Las ya viejas quejas de Omar Sharif sobre su caracterización del Che Guevara, me recuerdan que la figura gallarda y arrogante que la leyenda revolucionaria nos ofrece del todavía popular guerrillero, dista de la que describió más de cuarenta años después de su muerte, el oficial boliviano que lo apresó. Por aquel entonces capitán, el oficial Prado afirma que el Che pidió clemencia al entregarse a las tropas que él dirigía, exclamando que valía más vivo que muerto. No fue precisamente un final heroico para una trayectoria revolucionaria que la propaganda ha querido convertir en un mito.
Según Prado, Guevara presentaba un aspecto desgarrador. Lucía extremadamente delgado y exhausto, desarrapado, sucio y hambriento. La antítesis del superhéroe. No hubo señales de dignidad en su muerte. Al igual que Sadam Hussein, atrapado en una ratonera debajo de la tierra, no exigió un precio por su vida. Simplemente se entregó; vencido, sin fuerzas para seguir luchando.
Los documentos demuestran que el Che no contaba con el respaldo de los comunistas bolivianos, que no se movilizaron en su respaldo mientras la guerrilla intentaba instalar un frente ni hicieron tampoco mucho para evitar su ejecución, días después de su arresto. Un compañero de armas, Benigno, disidente cubano, asegura que Fidel Castro le traicionó porque el Che ya le resultaba molesto.
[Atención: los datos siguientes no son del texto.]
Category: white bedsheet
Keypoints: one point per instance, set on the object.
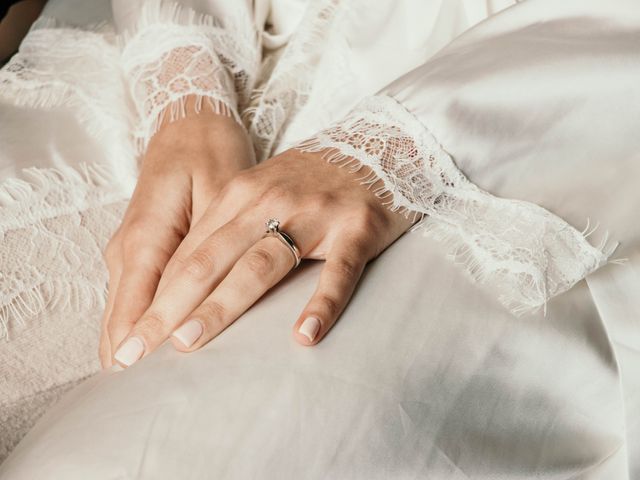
(426, 375)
Igual debió pasar años después con el coronel Caamaño, de quien se dice tenía serias divergencias de criterio con el líder cubano. Tanto el uno como el otro, más el último que el primero, podían representar en un momento una competencia indeseada. Las memorias de ambos no los eclipsan. Por el contrario, resaltan sus figuras como leyendas de la revolución latinoamericana. En cuanto al Che, cinco décadas después de su muerte, vive en la fantasía de una revolución que pereció con él.